Виталик вышел на улицу, в первый раз без наручников, щурясь на яркое весеннее солнце держа в руке копию оправдательного вердикта присяжных по делу об убийстве Абдулкеримова и копию постановления о признании его потерпевшим по делу об убийстве Нецветовой.
Люба ждала на улице его у входа в прокуратуру, сидя на металлическом ограждении.
Она взяла его за руку, и они молча пошли к дому. Идти им было около получаса пешком, и всё это время оба они молчали.
— Всё равно я его найду, — сурово сказал Виталик вслух в самом конце пути.
— Кого? — не поняла Люба.
Он не ответил.
Плачущая Татьяна Фёдоровна встретила их на пороге своей квартиры.
— Сиротинушка ты моя, — причитала она, обнимая за плечи Виталика и роняя голову ему на грудь — он был выше её на голову, — один остался, совсем один как перст… Отпустили, надо же, отпустили из тюрьмы соколика… А Ларочка, царствие ей небесное, так и не увидела своего сыночка родного…
…В квартире Виталика всё ещё работали криминалисты, и ночевать он поехал к Измайловым.

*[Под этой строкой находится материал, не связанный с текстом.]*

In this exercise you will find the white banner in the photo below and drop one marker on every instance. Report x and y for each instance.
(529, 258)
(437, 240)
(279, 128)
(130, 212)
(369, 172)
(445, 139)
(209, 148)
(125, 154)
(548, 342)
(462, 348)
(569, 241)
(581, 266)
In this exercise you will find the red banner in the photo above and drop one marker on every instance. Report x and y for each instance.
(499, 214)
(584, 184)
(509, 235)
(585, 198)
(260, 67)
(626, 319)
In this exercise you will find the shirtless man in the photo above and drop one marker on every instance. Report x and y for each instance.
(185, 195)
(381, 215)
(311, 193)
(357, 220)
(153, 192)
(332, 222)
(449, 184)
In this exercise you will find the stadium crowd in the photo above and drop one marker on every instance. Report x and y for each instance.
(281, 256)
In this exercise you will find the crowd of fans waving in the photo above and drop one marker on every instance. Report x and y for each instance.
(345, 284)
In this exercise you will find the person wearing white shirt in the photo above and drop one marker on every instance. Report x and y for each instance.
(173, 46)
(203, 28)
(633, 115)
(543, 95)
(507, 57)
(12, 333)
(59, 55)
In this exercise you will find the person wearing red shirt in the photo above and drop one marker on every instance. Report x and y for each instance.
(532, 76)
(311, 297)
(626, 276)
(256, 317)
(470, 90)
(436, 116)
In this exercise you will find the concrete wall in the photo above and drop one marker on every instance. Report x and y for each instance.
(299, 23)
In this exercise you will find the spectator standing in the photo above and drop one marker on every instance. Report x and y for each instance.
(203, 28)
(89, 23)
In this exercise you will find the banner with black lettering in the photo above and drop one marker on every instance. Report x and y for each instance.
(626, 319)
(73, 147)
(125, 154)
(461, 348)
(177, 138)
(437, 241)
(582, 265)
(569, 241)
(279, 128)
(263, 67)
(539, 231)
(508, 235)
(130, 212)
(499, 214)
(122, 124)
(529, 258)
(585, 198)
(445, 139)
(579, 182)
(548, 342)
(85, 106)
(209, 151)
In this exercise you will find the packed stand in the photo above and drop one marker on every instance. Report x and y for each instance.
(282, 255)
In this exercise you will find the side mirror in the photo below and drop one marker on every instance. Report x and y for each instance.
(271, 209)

Люба задёрнула шторы, закрыла дверь комнаты на ключ изнутри и погасила свет.
* * *
Организовать похороны Виталику помогли Любины родители.
Он молча стоял у свежевырытой могилы на одном из кладбищ в черте города Москвы, в той же куртке, в которой вышел из тюрьмы, и невидящим взглядом смотрел, как опускали в землю гроб с телом его матери, как засыпали её землёй.
Так же молча смотрел он на высокий памятник из чёрного гранита, где было высечено когда-то: «Нецветов Георгий Иванович, 1957–1993», а теперь появились новые свежие буквы: «Нецветова Лариса Викторовна, 1962–2007».
Виталик долго ещё стоял у могилы, опустив голову.
Кто-то легко-легко — или это показалось — коснулся рукава его куртки.
Это была Люба Измайлова.
— Пойдём, — сказал Виталик. — Надо идти.
Они вышли за ворота и какое-то время шли молча. Первой нарушил тягостную тишину Виталик.
— Это Стивенс, — сказал он, — я знаю, что это Стивенс.
— Кто это такой? — спросила Люба.
— Ты хочешь знать всю правду? — обернулся он неожиданно резко.
— Конечно, — ответила она.
— Ты уверена, что всю?
— Да.
— Хорошо. Тогда слушай… и не перебивай. Ты помнишь, когда меня арестовали?
— Само собой. Девятнадцатого ноября пятого года, рано утром…
— В субботу. Даже в ночь с пятницы на субботу… Хорошо, слушай. В четверг у меня был обычный рабочий день, я развозил корреспонденцию по офисам. И тут — этот звонок… Мне сказали, что звонит Кристофер Стивенс из компании «Боинг», что ему надо со мной встретиться. Я даже подумал, что меня разыгрывают, но он настаивал, и мы встретились вечером в пятницу, он меня повёл в дорогой ресторан и стал делать предложение, от которого невозможно отказаться. Он хотел купить диссертацию моего отца, если помнишь, ты у меня её брала почитать, — девушка кивнула в ответ, — и я почувствовал, понимаешь, нутром почувствовал, что не тот этот Кристофер Стивенс, за кого себя выдаёт… А теперь я полностью в этом уверен.
— Почему?
Виталик пристально посмотрел ей в глаза.
— Мне очень жаль, что я не догадался до такого шага сразу, но в тюрьме у меня было время подумать. Вчера я позвонил в московское представительство «Боинга». Там нет и никогда не было никакого Стивенса.
Люба была ошарашена и не знала, что сказать.
— Это точно? Может, был, но уволился? Полтора года прошло…
— Нет, — покачал головой Виталик, — со мной говорила секретарь, очень приятная девушка, сказала, что работает там уже пять лет и очень сожалеет, но господин Стивенс никогда у них не работал. Что только подтверждает мои подозрения, которые появились тогда. Чуешь, куда клоню? Это было в пятницу, поздно вечером, и я попросил отсрочку до понедельника, я сказал, что мне… — Виталик запнулся и вздрогнул, словно только в этот момент озарило его страшное воспоминание, — что мне надо посоветоваться с матерью… Люба, я сейчас только об этом подумал, ведь она же ничего не знала, ничего… — он сглотнул подступавший к горлу комок и продолжил. — Стивенс согласился, а я поехал в штаб к Маркину, застал его на месте, выложил ему все расклады, как на духу, как сейчас рассказываю тебе. И знаешь, что мне ответила эта сволочь?